John wrote:

>because these two morphisms will, in general, have a different source:
>$I^\ast \ne I$
>and a different target:
>$(x^\ast \otimes x)^\ast \ne x \otimes x^\ast.$
>However, their sources are _canonically isomorphic:_ that is, you can define an 'obvious best' isomorphism
>$A \colon I^\ast \stackrel{\sim}{\longrightarrow} I$
>and an 'obvious best' isomorphism
>$B \colon (x^\ast \otimes x)^\ast \stackrel{\sim}{\longrightarrow} x \otimes x^\ast.$
>If you use these, you can show that
>$\cap_x = B \circ \cup_x^\ast \circ A^{-1} .$
>So, while \$$\cap_x\$$ and \$$\cup_x^\ast \$$ aren't equal, they come as close as you could hope.

Thanks for reminding me. Breaking old habits always time... My habit is always trying to simplify things mainly because of my poor memory and I can't keep up with too many players. This usually leads to clumping similar groups together and I think thats what we do when we use the equal sign.
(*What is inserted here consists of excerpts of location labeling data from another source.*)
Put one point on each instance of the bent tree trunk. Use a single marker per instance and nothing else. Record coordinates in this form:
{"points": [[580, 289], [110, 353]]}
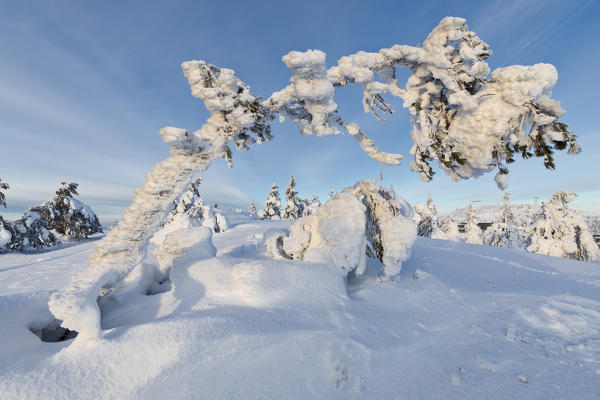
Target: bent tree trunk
{"points": [[123, 248]]}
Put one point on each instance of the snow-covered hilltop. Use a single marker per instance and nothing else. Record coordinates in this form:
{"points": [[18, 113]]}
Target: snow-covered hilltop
{"points": [[460, 322]]}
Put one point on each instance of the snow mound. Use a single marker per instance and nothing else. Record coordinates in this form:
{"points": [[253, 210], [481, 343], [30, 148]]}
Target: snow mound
{"points": [[362, 220]]}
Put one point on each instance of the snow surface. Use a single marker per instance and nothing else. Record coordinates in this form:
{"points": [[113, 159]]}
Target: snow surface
{"points": [[460, 322]]}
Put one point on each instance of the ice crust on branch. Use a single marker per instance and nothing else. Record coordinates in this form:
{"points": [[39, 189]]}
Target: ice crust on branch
{"points": [[469, 122]]}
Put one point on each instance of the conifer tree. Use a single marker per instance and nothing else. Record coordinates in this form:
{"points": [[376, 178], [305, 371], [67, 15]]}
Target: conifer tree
{"points": [[447, 229], [428, 218], [191, 210], [68, 216], [503, 232], [3, 186], [472, 229], [294, 206], [312, 206], [272, 205], [560, 232]]}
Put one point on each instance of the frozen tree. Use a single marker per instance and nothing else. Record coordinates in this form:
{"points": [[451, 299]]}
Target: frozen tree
{"points": [[3, 186], [68, 216], [560, 232], [363, 220], [427, 219], [272, 205], [446, 229], [294, 206], [191, 211], [28, 233], [311, 206], [503, 232], [471, 122], [472, 229]]}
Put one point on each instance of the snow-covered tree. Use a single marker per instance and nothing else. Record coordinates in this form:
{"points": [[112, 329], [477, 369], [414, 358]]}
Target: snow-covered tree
{"points": [[427, 219], [68, 216], [472, 229], [560, 232], [503, 232], [294, 206], [361, 220], [311, 206], [3, 186], [28, 233], [272, 205], [191, 207], [471, 122], [446, 229]]}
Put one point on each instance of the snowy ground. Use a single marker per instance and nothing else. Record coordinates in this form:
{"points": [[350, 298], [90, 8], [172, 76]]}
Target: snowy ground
{"points": [[462, 322]]}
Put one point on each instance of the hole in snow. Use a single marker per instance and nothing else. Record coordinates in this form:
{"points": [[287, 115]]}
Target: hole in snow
{"points": [[161, 286], [53, 332]]}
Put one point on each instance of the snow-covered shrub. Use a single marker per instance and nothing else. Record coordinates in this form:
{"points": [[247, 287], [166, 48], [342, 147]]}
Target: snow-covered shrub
{"points": [[472, 230], [28, 233], [426, 218], [294, 206], [272, 208], [560, 232], [68, 216], [361, 220], [503, 232], [447, 229]]}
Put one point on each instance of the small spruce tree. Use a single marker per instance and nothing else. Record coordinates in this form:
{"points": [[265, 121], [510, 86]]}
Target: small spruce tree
{"points": [[503, 232], [252, 209], [3, 186], [472, 229], [560, 232], [294, 206], [68, 216], [447, 229], [427, 219], [272, 205]]}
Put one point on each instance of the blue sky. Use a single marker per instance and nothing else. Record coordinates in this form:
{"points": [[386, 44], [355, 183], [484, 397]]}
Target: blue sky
{"points": [[86, 86]]}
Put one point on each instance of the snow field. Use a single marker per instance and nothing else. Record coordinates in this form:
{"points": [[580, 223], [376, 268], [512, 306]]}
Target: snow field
{"points": [[460, 321]]}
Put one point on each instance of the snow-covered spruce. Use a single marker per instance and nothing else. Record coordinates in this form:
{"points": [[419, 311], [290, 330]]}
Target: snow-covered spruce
{"points": [[28, 233], [426, 218], [560, 232], [294, 206], [68, 216], [503, 232], [192, 205], [446, 229], [272, 208], [3, 186], [361, 220], [468, 122], [473, 232], [190, 212], [311, 206]]}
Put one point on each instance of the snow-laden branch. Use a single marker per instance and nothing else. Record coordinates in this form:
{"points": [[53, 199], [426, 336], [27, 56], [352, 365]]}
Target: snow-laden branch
{"points": [[469, 122]]}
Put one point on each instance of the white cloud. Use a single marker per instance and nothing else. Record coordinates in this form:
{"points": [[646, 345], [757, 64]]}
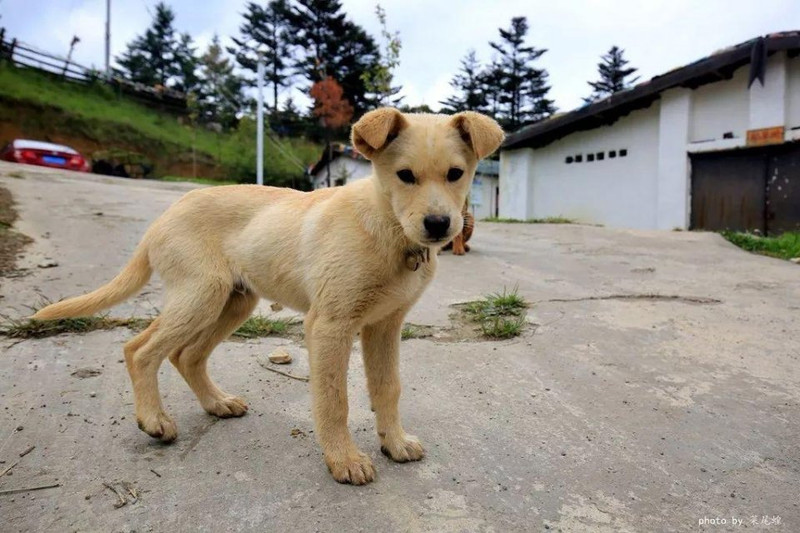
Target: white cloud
{"points": [[657, 35]]}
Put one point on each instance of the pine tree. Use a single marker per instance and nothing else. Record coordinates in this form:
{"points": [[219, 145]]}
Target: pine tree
{"points": [[378, 80], [332, 46], [150, 58], [186, 65], [469, 86], [613, 75], [221, 93], [266, 32], [523, 87], [491, 80]]}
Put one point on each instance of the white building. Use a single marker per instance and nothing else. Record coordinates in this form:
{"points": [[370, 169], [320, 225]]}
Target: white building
{"points": [[484, 196], [340, 164], [698, 147]]}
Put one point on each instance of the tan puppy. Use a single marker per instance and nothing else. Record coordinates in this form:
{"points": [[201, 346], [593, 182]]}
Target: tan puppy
{"points": [[353, 258]]}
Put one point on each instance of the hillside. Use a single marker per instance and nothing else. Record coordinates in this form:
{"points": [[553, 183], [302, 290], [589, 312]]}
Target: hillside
{"points": [[93, 120]]}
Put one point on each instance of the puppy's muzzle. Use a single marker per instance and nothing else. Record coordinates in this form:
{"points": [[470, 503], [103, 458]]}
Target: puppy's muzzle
{"points": [[437, 226]]}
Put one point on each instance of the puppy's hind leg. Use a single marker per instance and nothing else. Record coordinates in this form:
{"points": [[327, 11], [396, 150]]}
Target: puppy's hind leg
{"points": [[192, 360], [381, 343], [189, 310], [329, 343]]}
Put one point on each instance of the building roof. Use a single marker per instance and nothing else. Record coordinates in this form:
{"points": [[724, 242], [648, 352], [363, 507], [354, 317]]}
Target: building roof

Category theory seems to be clumping things together but doing so while respecting the integrity of each individual and ... we end up getting the best of both worlds?

BTW This completely clarified my confusions with the words 'obvious best'!

>To find \$$A\$$ and \$$B\$$, and to prove
>$\cap_x = B \circ \cup_x^\ast \circ A^{-1} ,$
>is yet another fun puzzle.

This is kind of like asking "What two rules do we need to add to make our two diagrams commute (one for each direction) ie make the two compositions equal for each direction?" The rules come in the form of natural isomorphisms, A and B.

\$$A \colon I^\ast \stackrel{\sim}{\longrightarrow} I\$$ says the identity object and its identity is conserved when using \$$(-)^\ast\$$ which may or may not be true but in the case of \$$\mathbf{FinVect}\$$ where the field is the real numbers, it is since the transpose of a scalar is still a scalar and left and right multiplication doesn't matter.

\$$B \colon (x^\ast \otimes x)^\ast \stackrel{\sim}{\longrightarrow} x \otimes x^\ast\$$ is saying \$$(-)^\ast\$$ will work on the tensor by components.

Now that we have our rules we just need to prove \$$\cap_x = B \circ \cup_x^\ast \circ A^{-1}\$$ which is the same as showing the first diagram commutes :

![cup cap dual](http://aether.co.kr/images/cap_cup_dual.svg)

This amounts showing that the next two diagrams commutes which it does and we have shown a way to get from one from the other in both directions.